L'employeur peut placer son salarié en position d'activité partielle lorsqu'il subit une perte de rémunération causée :

  • soit par la fermeture temporaire de tout ou partie de l'établissement,
  • soit par la réduction de l'horaire de travail en deçà de la durée légale de travail(35 heures hebdomadaires) ou conventionnelle lorsque celle-ci est inférieure à la durée légale de travail.
L'employeur doit avoir accompli les démarches l'autorisant à instaurer l'activité partielle, notamment :
  • dans les entreprises de plus de 50 salariés, consultation du CSE,
  • dans tous les cas, demande préalable d’autorisation d’activité partielle.

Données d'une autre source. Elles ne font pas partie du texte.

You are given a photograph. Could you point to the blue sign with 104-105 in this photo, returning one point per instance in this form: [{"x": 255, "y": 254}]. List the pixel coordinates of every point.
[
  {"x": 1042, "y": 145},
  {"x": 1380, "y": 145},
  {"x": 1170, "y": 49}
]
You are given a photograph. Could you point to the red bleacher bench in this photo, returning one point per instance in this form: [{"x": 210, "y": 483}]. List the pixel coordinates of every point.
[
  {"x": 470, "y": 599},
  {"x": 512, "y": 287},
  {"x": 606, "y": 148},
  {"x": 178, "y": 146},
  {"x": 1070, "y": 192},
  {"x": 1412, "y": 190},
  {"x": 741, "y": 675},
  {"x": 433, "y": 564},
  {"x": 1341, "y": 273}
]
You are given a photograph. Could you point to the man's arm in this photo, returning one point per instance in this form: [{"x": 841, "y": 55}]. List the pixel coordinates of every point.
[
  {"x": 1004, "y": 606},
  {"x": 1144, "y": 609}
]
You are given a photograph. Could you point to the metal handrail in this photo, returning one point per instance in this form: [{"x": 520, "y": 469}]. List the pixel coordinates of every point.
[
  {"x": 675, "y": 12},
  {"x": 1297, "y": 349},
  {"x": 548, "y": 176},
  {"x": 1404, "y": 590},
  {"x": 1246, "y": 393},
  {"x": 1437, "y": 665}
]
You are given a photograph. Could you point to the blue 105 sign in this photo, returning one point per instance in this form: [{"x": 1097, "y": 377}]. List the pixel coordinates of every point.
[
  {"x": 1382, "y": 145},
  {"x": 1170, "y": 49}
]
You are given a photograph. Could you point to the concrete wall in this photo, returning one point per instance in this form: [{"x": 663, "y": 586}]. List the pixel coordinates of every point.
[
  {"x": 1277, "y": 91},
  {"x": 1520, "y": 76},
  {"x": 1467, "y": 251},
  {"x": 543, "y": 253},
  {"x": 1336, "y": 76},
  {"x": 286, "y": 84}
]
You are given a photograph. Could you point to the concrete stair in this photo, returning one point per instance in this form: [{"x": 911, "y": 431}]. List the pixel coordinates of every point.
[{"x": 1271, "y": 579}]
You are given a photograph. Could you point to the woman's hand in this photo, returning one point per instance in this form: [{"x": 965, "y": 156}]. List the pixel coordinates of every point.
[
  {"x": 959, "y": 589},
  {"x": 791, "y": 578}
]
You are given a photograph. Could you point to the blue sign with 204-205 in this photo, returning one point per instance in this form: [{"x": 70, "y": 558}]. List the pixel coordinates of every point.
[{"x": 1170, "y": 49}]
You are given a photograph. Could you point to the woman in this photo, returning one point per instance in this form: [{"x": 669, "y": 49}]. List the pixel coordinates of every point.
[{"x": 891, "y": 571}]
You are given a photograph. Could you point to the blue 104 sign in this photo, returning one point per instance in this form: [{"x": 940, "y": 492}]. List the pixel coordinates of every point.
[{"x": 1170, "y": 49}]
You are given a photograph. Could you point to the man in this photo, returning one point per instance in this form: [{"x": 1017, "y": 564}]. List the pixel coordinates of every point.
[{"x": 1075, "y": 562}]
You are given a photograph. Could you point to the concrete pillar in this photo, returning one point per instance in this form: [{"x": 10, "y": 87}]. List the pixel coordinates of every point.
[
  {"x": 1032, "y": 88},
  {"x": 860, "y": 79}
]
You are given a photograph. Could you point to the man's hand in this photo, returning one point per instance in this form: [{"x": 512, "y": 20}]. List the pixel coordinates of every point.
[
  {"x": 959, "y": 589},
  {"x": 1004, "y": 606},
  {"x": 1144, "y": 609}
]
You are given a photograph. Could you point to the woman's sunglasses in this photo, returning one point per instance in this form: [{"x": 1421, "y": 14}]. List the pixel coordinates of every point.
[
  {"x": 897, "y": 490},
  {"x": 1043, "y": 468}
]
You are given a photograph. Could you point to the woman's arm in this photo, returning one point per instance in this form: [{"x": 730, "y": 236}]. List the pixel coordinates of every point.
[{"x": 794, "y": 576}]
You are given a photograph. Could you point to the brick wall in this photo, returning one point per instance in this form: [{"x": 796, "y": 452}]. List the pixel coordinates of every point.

En cas de circonstances exceptionnelles (telle que la crise sanitaire Covid-19) les entreprises peuvent, par dérogation au principe de demande d’autorisation préalable, déposer leur demande d’activité partielle dans un délai de 30 jours avec effet rétroactif.
Cette dérogation est également applicable en cas de suspension de l'activité de l'entreprise pour sinistre ou intempéries.
(Articles R. 5122-1, R. 5122-3 du code du travail)

Le télétravail est la règle impérative pour tous les postes qui le permettent.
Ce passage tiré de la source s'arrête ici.